REPUBLIKA.CO.ID, JAKARTA -- Penangkapan tersangka pembuat hoaks tujuh kontainer surat suara tercoblos Bagus Bawana Putra tidak lepas dari peran Pusat Laboratorium Forensik (Puslabfor). Polisi mengidentifikasi suara tersangka melalui proses audio forensik.
Ahli Forensik Komisaris Besar Polisi M Nuh menjelaskan, metode audio forensik menggunakan dua metode uji, yaitu otomatis dan manual. Metode otomatis adalah menguji sampel suara hoaks tujuh kontainer dengan mencocokan frekuensi suara dari Bagus Bawana Putra dengan mesin voice recognition.
Metode ini mendapati kemiripan sebesar 99,2 persen. "Very strong Identification," kata M Nuh saat rilis tersangka penyebaran hoaks tujuh kontainer berisi surat suara, di Mabes Polri, Jakarta, Rabu (9/1).

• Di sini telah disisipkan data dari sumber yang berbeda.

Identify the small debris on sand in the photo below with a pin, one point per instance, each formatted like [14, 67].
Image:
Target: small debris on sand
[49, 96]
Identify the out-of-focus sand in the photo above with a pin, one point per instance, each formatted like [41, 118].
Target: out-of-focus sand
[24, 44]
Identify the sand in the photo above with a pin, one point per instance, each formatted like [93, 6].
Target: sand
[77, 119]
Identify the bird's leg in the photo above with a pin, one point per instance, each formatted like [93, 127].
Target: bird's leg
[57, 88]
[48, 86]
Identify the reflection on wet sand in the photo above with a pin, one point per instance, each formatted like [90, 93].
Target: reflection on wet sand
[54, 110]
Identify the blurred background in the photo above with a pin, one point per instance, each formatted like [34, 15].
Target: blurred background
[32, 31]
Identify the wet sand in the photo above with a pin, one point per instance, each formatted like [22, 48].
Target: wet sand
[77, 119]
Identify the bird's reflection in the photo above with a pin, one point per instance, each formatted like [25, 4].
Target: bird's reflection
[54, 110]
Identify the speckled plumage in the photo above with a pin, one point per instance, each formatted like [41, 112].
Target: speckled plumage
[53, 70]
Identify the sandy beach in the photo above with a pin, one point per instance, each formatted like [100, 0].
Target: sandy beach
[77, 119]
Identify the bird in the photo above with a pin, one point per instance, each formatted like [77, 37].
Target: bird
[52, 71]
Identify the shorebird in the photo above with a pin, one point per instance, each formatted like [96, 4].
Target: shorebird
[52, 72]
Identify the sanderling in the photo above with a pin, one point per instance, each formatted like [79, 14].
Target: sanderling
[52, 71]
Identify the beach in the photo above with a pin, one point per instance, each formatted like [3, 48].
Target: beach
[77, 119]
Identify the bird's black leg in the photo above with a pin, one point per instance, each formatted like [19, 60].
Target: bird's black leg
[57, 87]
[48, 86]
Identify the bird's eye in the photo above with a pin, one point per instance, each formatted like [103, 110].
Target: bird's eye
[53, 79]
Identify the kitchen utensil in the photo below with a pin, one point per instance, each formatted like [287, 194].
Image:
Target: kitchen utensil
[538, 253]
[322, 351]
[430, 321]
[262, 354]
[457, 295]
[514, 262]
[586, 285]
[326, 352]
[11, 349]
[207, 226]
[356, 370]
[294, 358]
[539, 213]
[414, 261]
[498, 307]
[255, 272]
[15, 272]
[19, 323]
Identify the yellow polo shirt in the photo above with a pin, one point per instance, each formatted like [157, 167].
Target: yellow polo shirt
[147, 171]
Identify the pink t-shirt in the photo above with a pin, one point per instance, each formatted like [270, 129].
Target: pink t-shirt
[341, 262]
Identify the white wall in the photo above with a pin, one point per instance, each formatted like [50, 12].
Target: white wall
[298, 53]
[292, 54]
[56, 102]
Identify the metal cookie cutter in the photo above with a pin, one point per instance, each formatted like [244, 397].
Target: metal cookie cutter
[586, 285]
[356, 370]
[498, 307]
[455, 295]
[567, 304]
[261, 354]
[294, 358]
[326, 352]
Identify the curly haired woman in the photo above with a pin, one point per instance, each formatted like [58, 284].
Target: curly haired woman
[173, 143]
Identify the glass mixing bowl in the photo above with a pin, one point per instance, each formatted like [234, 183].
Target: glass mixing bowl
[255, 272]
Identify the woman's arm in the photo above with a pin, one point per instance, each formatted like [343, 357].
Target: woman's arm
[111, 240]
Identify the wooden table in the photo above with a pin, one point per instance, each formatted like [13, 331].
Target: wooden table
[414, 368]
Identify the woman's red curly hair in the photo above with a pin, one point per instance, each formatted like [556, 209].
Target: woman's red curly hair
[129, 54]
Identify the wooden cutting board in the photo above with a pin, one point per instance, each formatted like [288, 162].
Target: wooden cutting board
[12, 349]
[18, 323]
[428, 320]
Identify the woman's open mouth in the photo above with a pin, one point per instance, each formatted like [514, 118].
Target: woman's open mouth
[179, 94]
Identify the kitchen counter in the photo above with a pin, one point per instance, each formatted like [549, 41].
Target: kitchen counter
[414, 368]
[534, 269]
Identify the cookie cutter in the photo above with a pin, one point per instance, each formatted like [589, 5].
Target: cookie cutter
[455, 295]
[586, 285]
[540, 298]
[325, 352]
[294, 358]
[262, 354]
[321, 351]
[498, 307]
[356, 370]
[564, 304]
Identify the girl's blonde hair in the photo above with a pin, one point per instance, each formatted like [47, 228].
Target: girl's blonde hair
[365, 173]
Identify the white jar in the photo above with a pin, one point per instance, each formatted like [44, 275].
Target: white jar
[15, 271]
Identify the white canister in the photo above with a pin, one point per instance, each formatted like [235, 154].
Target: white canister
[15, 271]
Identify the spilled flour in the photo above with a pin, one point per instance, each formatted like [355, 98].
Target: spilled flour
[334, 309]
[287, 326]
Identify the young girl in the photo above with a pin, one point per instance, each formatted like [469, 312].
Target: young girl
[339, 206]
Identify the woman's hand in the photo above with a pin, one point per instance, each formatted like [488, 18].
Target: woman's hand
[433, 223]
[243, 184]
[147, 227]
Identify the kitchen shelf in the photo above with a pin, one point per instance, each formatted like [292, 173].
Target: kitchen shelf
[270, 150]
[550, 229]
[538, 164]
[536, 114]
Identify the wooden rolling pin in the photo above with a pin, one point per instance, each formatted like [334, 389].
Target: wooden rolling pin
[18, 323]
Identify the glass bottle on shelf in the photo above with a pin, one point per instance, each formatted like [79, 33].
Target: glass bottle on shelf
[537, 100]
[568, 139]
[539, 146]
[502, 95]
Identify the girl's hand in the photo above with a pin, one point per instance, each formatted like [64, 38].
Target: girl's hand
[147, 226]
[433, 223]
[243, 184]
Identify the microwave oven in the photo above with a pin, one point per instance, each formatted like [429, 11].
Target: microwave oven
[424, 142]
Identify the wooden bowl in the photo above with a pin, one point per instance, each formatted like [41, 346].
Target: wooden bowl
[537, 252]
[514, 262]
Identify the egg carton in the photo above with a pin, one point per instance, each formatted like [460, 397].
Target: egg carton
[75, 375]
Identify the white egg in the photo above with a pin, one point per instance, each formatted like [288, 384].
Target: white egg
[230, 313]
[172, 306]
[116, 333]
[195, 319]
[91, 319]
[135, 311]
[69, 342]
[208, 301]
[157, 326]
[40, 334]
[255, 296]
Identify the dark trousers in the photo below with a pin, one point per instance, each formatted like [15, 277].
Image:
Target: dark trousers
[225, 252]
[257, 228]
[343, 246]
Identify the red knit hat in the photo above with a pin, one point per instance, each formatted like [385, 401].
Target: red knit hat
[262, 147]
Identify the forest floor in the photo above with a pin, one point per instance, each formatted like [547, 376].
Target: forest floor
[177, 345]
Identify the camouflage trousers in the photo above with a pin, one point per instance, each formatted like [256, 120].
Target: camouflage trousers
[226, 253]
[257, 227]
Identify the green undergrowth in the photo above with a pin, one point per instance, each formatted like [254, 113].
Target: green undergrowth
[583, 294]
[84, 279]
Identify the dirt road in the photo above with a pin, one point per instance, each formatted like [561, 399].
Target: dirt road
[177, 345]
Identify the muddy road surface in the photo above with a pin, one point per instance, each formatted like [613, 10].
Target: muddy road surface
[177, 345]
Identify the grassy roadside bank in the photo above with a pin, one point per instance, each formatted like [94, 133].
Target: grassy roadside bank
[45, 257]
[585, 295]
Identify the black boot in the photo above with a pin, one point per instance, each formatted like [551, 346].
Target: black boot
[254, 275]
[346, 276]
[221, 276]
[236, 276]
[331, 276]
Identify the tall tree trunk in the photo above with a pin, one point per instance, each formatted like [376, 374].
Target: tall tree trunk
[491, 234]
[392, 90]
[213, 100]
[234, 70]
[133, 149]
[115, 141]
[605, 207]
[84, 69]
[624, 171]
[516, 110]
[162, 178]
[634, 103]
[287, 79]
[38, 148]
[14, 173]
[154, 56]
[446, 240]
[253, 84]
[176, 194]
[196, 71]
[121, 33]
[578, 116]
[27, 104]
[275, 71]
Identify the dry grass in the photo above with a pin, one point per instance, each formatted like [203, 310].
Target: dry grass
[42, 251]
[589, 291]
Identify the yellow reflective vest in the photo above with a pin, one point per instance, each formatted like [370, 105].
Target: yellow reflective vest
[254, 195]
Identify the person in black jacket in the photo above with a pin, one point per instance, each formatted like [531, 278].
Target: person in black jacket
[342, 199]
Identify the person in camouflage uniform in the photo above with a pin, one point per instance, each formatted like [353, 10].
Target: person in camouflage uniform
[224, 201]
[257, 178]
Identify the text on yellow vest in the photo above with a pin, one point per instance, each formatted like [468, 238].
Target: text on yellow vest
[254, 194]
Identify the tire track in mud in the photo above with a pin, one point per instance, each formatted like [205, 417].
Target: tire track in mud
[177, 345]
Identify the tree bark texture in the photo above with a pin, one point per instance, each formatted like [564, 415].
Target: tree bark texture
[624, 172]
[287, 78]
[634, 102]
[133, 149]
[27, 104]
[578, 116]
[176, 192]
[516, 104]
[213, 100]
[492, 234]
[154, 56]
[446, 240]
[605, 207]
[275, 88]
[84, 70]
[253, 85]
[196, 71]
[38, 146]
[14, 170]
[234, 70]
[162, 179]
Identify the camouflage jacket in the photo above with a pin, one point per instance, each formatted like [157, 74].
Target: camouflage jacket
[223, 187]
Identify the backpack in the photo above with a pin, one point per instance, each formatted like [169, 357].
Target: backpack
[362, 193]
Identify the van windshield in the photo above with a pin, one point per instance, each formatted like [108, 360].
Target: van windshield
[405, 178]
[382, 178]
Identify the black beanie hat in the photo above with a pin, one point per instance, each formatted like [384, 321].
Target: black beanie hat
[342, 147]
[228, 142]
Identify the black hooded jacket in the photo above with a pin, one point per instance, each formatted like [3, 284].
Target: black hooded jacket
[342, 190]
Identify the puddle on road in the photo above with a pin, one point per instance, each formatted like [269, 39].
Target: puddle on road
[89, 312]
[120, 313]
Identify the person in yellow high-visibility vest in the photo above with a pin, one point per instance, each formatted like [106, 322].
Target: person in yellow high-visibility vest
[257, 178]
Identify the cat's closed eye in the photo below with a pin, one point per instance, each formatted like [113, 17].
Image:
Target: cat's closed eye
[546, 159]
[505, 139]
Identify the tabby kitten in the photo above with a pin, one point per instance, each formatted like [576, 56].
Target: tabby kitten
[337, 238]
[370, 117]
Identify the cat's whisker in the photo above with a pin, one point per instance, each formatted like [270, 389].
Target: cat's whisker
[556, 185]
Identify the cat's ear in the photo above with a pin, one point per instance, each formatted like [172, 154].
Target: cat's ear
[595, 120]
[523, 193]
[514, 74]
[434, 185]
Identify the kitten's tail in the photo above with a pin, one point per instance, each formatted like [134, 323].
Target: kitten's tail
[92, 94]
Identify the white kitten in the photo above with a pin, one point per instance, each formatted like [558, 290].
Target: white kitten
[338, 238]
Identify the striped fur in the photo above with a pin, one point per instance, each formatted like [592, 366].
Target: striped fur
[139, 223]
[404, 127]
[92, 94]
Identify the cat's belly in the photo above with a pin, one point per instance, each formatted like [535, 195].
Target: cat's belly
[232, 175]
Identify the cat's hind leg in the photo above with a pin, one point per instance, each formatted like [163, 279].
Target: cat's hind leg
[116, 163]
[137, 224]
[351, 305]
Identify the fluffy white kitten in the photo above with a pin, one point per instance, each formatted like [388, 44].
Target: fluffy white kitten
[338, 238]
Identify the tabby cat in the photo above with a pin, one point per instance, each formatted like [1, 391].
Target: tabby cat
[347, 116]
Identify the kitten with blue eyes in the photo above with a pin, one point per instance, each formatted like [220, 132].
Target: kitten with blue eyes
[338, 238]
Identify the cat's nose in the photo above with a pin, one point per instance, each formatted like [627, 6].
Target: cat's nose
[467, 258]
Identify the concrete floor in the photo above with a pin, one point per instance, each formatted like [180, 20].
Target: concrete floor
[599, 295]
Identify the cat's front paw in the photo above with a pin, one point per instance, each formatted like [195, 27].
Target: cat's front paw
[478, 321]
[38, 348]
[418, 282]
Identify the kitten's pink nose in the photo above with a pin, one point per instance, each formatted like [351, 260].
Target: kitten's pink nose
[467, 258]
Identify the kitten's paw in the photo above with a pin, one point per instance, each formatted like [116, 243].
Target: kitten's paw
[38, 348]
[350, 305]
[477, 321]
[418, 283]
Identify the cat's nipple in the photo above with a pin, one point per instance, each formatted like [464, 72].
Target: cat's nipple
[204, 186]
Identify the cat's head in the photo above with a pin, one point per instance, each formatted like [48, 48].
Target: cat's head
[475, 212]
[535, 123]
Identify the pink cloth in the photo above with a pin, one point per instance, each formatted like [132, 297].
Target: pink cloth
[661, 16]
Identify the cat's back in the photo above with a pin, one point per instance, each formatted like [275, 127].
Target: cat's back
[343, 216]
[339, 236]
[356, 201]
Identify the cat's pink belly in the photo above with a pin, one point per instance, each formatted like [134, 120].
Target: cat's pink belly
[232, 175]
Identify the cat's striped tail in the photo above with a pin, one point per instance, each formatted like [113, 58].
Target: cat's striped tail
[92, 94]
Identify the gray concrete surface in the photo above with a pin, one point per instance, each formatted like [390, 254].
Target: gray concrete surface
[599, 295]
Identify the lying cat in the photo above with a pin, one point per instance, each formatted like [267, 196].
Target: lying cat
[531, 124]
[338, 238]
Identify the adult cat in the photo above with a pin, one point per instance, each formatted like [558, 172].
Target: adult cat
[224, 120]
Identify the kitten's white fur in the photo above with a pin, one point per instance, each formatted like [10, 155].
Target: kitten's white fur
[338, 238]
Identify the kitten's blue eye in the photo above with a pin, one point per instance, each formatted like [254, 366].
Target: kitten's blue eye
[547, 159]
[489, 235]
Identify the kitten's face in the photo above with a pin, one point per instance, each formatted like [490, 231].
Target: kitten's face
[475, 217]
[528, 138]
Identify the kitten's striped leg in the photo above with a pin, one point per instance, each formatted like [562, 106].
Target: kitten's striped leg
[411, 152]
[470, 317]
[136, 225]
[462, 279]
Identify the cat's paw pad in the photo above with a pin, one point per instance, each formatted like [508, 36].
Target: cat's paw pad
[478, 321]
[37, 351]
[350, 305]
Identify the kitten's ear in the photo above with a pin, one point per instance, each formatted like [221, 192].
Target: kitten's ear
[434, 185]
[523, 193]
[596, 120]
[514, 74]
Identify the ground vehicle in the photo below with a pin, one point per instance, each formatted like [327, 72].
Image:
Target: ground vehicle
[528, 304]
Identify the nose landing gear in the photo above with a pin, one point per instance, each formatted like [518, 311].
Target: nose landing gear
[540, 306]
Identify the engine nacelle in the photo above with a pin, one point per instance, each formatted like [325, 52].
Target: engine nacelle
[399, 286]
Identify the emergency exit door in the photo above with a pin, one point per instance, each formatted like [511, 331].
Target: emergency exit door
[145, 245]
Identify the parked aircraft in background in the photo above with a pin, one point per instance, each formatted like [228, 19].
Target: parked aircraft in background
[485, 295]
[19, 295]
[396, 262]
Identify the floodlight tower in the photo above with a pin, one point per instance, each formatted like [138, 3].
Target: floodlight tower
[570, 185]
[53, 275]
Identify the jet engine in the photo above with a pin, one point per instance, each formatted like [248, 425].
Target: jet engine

Metode kedua, lanjut Nuh, adalah dengan menggunakan cara manual. Penyidik forensik mengambil empat sampel hoaks yang beredar di media sosial. Kemudian, frekuensi suara Agus Bawana Putra dicocokkan menggunakan algoritma yang dimiliki Puslabfor. Hasilnya, dengan metode ini pun identik.
"Jadi sangat kuat identik empat rekaman suara ini dengan suara pembanding, hasilnya empat rekaman barang bukti identik dengan suara atas nama tersangka," kata Nuh.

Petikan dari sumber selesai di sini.